THE THINGS WE CALL 'CHARACTER'
The things we call ‘character’ come not from a single voice but from the voices of many. We believe that definitions of both character and character competency should be deliberately designed to be inclusive, allowing for as many as possible to situate their beliefs within a broad community of practice. In other words, while there may be some common ground on what character may or may not be, it is up to individual communities and their members to identify those specific words that genuinely speak to them and, therefore, have most meaning in the process of education of their children. Communities may choose to adopt a particular framework of ideas that they import into this vocabulary, but they do not need to do this, per se. Character comes from within the heart of a community in our contemporary world; it must be modelled and exemplified by leaders, but it is not handed down from on high.
Early on in our work with schools, we uncovered a correlation between the manner in which educators in particular and school community members more generally position the concept of character and how they then engage with it in their work of education. We wanted to ask key questions of the educators: Does how much we frame character influence what we expect of a person? How we might measure it? How we might educate for it? Increasingly we saw that the responses of teachers to questions such as these were shaped by their affinity towards the very word ‘character’. The more educators seemed to believe in the notion of character, the more their perspectives seemed to lean into practice that embraced the centrality of character within their fundamental educational objectives.
The range of perspectives offered might be best understood on a sliding scale that speaks to both the individual’s sense of the importance of character and also the impact of this on the vocation of the school in which these perspectives are housed.
It is at the point of the middle of this taxonomy that we started to see an initial baseline for a shared language around character education and its purpose – we position students in situations or experiences of adversity (challenge) so that they might persevere (through resilience) and become strong (displaying robustness). Most educators we spoke to felt comfortable around this type of premise and it became, in our minds, almost a conventional wisdom of the profession, or perhaps a core disposition with which most could agree. From there, practitioners might also extend their thinking to take into account the positive impact of a values-based approach to character education and the resulting outcomes for the students. The most well-disposed thinkers tended to focus their work on the field of leadership, in particular, believing that the highest form of character could be seen in the expression of a form of servant leadership, necessitating, as it does, sublimation of individual desire to the collective solution to shared needs and the extra effort required on the part of the leader to secure this.
Character refers to how people live their lives in terms of their sense of belonging to their civic institutions, their potential, and their fundamental beliefs about what is good and right for them to do.
There were relatively few who conversationally referred to character without affection as “personality” or perhaps with bemusement of “idiosyncrasy”. When pushed further through conversation, most revealed a commitment to education which tended towards support for the mastery of competencies that might make up what we might call ‘character’. In other words, those who did not wish to commit to the term ‘character’ still were likely to support and even advocate for its constituent competencies. It seemed as though, however, that it was the term ‘character’ itself that was subject to a less favourable disposition. Reasons provided for this included a perception that ‘character’ might have been inherently gendered and biased in favour of a patriarchal view of education. Others saw the word as antiquated. Conversely, some saw it as a faddish thing that might come and go in educational parlance. More commonly, sceptics of the term revealed an inherent mistrust of a corporate definition of character, preferring an individually derived perspective, one that typically was cautious about the need or desirability of definitions that might be reductionist or conformist in nature.
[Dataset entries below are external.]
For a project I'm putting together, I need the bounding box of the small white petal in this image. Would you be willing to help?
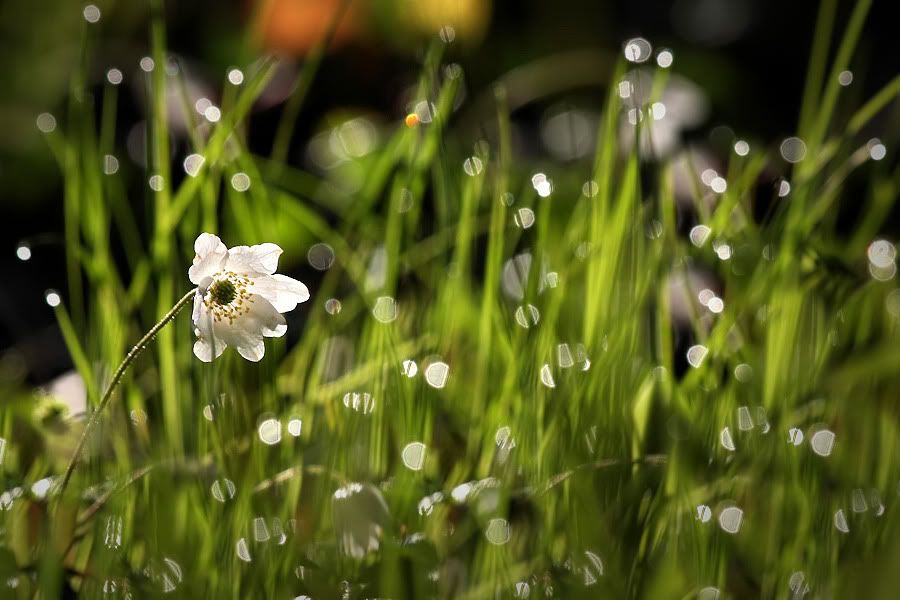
[236,338,266,362]
[191,294,226,362]
[248,295,287,337]
[225,243,283,275]
[252,274,309,312]
[188,233,228,285]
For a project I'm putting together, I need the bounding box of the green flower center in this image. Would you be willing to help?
[209,279,237,306]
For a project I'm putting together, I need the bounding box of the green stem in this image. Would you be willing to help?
[59,289,197,496]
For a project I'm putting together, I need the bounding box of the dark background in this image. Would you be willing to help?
[0,0,898,383]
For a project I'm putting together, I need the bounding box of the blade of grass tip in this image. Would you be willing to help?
[473,86,511,401]
[161,58,276,227]
[797,0,837,137]
[150,0,183,456]
[53,304,97,404]
[806,0,872,158]
[271,0,352,172]
[583,61,624,351]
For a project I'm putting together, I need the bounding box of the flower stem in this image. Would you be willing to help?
[58,289,197,496]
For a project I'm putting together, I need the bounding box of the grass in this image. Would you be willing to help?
[0,0,900,599]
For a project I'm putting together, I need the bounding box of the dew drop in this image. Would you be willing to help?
[687,344,709,369]
[400,442,425,471]
[184,154,206,177]
[779,137,806,163]
[719,506,744,534]
[809,429,835,456]
[425,361,450,389]
[325,298,341,315]
[231,173,250,192]
[306,243,334,271]
[372,296,398,323]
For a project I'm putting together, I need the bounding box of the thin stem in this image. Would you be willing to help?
[59,289,197,496]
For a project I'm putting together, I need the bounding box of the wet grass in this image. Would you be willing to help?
[0,1,900,599]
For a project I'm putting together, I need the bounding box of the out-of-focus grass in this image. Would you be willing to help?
[0,0,900,598]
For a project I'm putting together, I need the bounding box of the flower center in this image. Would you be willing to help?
[203,271,254,323]
[209,279,237,306]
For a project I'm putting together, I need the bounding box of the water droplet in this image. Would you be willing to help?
[779,137,806,163]
[834,508,850,533]
[425,361,450,389]
[253,517,271,543]
[235,538,253,562]
[809,429,835,456]
[515,581,531,599]
[228,69,244,85]
[531,173,553,198]
[44,290,62,308]
[778,179,791,198]
[258,417,281,446]
[438,25,456,44]
[372,296,397,323]
[103,154,119,175]
[81,4,100,23]
[719,506,744,533]
[734,363,753,383]
[400,442,425,471]
[515,304,541,329]
[738,406,753,431]
[147,175,166,192]
[306,243,334,271]
[687,344,709,369]
[210,477,237,504]
[581,180,600,198]
[325,298,341,315]
[203,105,222,123]
[106,68,124,85]
[688,225,712,248]
[868,138,887,160]
[402,360,419,379]
[697,288,716,306]
[344,392,375,415]
[184,154,206,177]
[463,156,484,177]
[866,240,897,269]
[625,37,653,63]
[541,365,556,388]
[484,519,510,546]
[697,504,712,523]
[556,344,575,369]
[35,113,56,133]
[513,207,534,229]
[719,427,736,452]
[656,50,675,69]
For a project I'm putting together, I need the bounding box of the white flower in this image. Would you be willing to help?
[188,233,309,362]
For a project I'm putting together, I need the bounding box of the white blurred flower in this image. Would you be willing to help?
[188,233,309,362]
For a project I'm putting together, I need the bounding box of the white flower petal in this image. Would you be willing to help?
[188,233,228,285]
[236,338,266,362]
[212,296,287,362]
[248,295,287,337]
[251,274,309,312]
[191,294,226,362]
[225,243,283,275]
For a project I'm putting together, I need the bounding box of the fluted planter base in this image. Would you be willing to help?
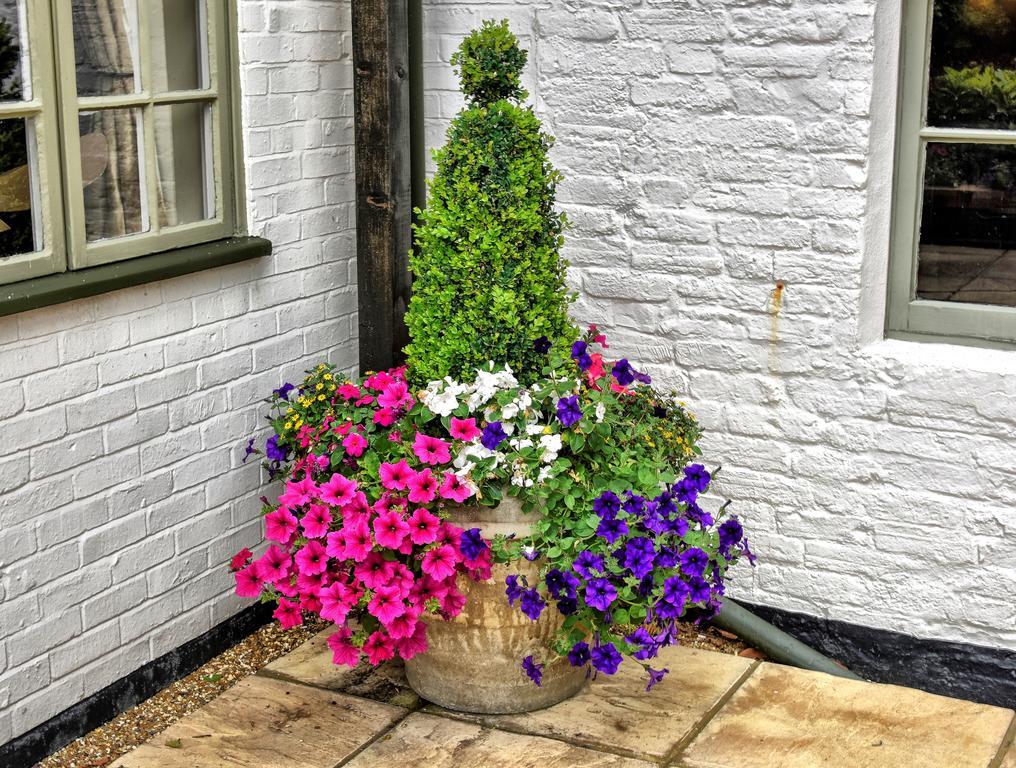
[405,497,585,714]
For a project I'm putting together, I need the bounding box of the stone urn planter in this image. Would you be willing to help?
[405,496,585,714]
This taxonomy of thinking led us in due course to embrace the definition of character that we revealed in the introduction. Character refers to how people live their lives in terms of their sense of belonging to their civic institutions, their potential, and their fundamental beliefs about what is good and right for them to do. It is seen by stakeholders in school as a multi-layered idea that refers to the mark and measure of people, a notion that encompasses their characteristics and idiosyncrasies, the extent of their resilience and robustness, and their capacity to model and lead through their virtues and qualities. This character is the result of processes that help people to realise their own character while also replicating the character expected of them by others in terms of their civic obligations, performance standards, and moral challenges.
This definition allows for breadth in thinking and practice about the characteristics and idiosyncrasies or people, the extent of their resilience and robustness, and their capacity to model and lead through their virtues and qualities, as well as acceptance of the duality of character as a product of process of both realisation and replication. It also aligned with our understanding of the concept of character competency, which speaks to the essential knowledge, skills, character, and learning habits of students in identifying their mark and measure as people and how they live their life, especially in respect of their sense of belonging to their civic institutions (civic character), the fulfilment of their potential (performance character), and their fundamental beliefs about what is good and right for them to do with their lives (moral character).